D. P.-W. : J’ai fait des études de japonais à l’Université Aix-Marseille. Ensuite, j’ai suivi un master de traduction et interprétation interculturelles. On ne travaillait pas sur une langue spécifique, on abordait surtout la théorie de la traduction. J’étais la seule à travailler sur une langue non-européenne et les théories n’étaient pas toutes très adaptées au japonais… En deuxième année de master, en 2013, j’ai participé au premier atelier franco-japonais de la Fabrique des traducteurs du Collège international des traducteurs littéraires à Arles. C’est vraiment ce qui m’a fait faire un bond en avant.
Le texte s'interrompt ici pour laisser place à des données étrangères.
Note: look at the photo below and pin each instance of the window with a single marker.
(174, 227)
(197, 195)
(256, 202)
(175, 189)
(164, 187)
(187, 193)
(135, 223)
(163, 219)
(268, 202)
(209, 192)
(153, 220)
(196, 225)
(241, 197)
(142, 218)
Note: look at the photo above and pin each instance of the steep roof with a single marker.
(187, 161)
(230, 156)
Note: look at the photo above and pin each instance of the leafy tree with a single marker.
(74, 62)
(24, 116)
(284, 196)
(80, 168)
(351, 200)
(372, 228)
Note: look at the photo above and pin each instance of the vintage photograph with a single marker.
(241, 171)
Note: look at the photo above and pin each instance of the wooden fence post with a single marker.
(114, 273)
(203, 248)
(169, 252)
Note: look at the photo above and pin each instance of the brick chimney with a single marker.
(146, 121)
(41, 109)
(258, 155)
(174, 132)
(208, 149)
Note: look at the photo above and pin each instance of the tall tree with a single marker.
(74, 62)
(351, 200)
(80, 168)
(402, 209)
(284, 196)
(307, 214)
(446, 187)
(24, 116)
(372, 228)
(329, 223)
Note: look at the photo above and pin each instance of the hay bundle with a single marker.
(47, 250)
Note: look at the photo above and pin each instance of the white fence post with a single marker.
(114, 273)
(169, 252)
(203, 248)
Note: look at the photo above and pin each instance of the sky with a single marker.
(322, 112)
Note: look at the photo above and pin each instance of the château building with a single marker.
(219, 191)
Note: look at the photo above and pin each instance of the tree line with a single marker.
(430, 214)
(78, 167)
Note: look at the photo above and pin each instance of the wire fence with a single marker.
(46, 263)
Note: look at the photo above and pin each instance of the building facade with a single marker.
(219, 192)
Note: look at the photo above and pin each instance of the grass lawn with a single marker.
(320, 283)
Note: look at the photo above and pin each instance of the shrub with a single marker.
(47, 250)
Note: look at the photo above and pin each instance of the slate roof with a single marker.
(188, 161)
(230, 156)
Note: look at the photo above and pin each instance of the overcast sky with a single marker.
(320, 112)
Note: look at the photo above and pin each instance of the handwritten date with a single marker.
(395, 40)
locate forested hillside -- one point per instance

Être en contact et échanger avec des traducteurs du japonais confirmés, Corinne Atlan, Patrick Honnoré, Dominique Palmé, Sekiguchi Ryôko, fut vraiment très intéressant.
Pourquoi avoir voulu étudier la traduction à l’université ?
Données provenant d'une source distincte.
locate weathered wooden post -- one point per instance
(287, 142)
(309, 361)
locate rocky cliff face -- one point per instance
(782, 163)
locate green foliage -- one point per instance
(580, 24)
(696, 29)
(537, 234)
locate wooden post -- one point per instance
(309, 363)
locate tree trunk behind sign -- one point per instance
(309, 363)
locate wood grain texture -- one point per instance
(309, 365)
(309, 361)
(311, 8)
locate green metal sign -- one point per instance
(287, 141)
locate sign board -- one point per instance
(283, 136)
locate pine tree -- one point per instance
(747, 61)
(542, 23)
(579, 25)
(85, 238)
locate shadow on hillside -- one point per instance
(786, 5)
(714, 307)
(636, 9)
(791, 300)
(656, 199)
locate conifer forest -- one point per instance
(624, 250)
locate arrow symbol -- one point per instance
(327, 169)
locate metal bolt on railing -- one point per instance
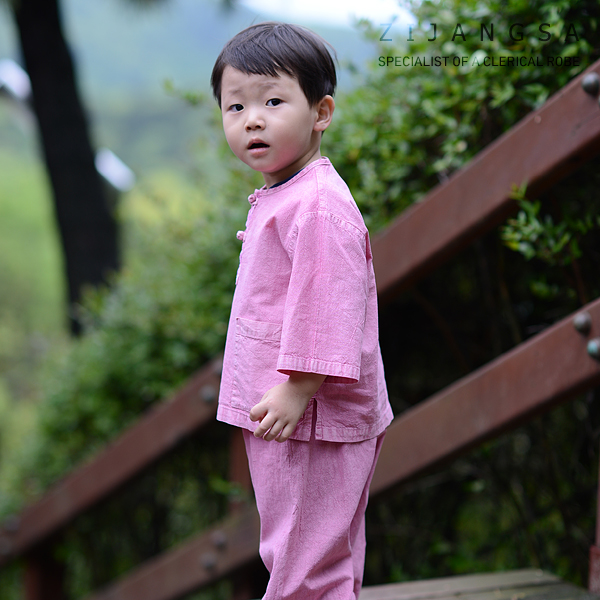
(594, 348)
(219, 539)
(208, 561)
(591, 84)
(582, 322)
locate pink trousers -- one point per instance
(311, 498)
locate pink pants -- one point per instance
(312, 497)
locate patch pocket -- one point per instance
(255, 365)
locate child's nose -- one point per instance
(254, 120)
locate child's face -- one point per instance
(269, 124)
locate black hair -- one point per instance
(272, 48)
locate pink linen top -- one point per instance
(306, 300)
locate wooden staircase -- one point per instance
(526, 584)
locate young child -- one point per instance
(302, 363)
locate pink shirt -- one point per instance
(306, 300)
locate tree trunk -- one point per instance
(88, 230)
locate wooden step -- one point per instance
(530, 584)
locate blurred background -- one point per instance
(119, 203)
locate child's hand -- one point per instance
(282, 406)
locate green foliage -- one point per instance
(406, 129)
(555, 244)
(524, 500)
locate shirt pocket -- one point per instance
(255, 364)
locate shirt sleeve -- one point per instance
(326, 303)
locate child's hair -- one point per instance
(271, 48)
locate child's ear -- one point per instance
(325, 108)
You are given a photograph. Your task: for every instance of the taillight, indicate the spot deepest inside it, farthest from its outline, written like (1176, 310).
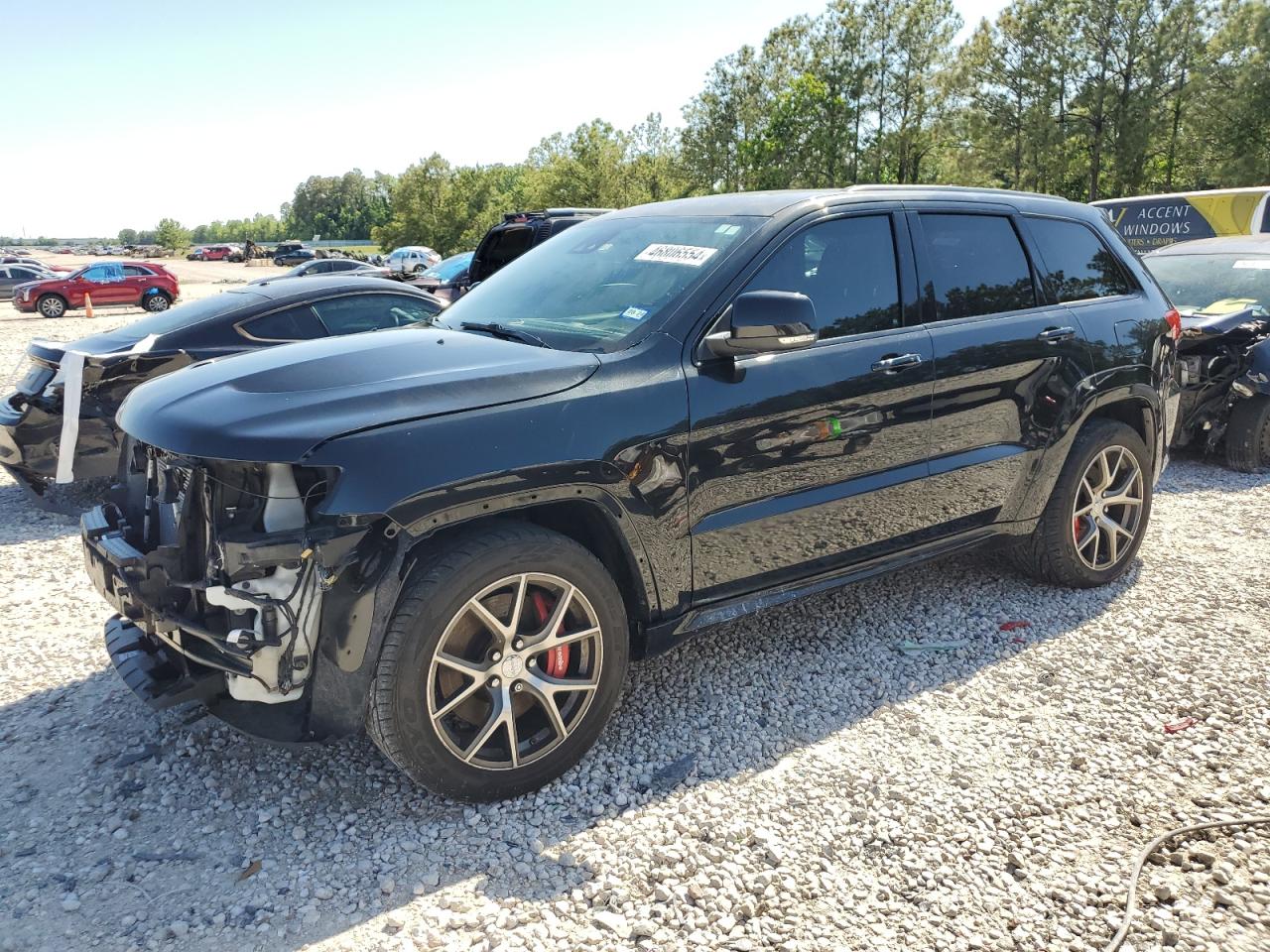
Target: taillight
(1175, 322)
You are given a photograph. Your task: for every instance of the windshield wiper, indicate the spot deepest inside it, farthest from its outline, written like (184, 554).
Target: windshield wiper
(502, 330)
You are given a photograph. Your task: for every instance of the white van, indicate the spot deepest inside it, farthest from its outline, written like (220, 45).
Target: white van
(412, 259)
(1147, 222)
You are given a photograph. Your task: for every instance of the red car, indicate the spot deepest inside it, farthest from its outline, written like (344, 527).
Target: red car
(145, 284)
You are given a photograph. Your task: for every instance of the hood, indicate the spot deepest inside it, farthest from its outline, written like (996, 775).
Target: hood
(276, 405)
(1220, 318)
(112, 343)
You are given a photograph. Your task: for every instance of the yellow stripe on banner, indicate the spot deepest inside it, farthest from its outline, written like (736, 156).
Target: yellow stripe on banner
(1228, 213)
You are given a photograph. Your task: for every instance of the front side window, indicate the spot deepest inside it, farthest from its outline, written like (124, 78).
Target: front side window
(1079, 264)
(103, 273)
(294, 324)
(847, 268)
(599, 282)
(976, 266)
(357, 313)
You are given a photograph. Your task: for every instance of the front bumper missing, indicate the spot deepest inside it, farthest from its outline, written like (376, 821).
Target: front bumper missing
(157, 674)
(154, 661)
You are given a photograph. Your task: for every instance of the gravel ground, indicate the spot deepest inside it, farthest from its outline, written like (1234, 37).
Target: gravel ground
(788, 780)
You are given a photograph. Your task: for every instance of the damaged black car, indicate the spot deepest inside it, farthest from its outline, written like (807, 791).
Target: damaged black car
(667, 416)
(59, 424)
(1222, 289)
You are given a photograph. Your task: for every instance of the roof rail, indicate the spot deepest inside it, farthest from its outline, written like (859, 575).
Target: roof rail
(953, 189)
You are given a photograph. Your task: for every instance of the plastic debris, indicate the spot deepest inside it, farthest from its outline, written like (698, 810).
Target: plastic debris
(915, 648)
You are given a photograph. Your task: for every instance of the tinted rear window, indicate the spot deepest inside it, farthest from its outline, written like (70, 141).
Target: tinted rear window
(1079, 264)
(976, 266)
(195, 311)
(294, 324)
D. P.-W. : Mon intérêt pour la traduction s’est imposé assez naturellement. Déjà en licence, je me suis rendu compte que les premiers exercices de traduction me plaisaient beaucoup : quand je traduis, je ne vois pas le temps passer… Je n’ai plus eu d’autre envie que de suivre cette voie. J’ai eu le sentiment que cette activité était faite pour moi : la satisfaction ressentie quand on trouve le bon mot, la bonne phrase, le plaisir de rendre vraiment l’atmosphère d’un livre, quand on arrive à sentir à peu près la même chose en lisant le texte français que ce que l’on a senti en lisant le texte original. On prend plaisir à lire un livre japonais et ensuite c’est très gratifiant que des lecteurs français prennent plaisir à en lire la traduction. Ce partage me plaît beaucoup.
Dans ce qu’on vous a proposé jusqu’à présent, quelle traduction vous a le plus apporté ce plaisir ?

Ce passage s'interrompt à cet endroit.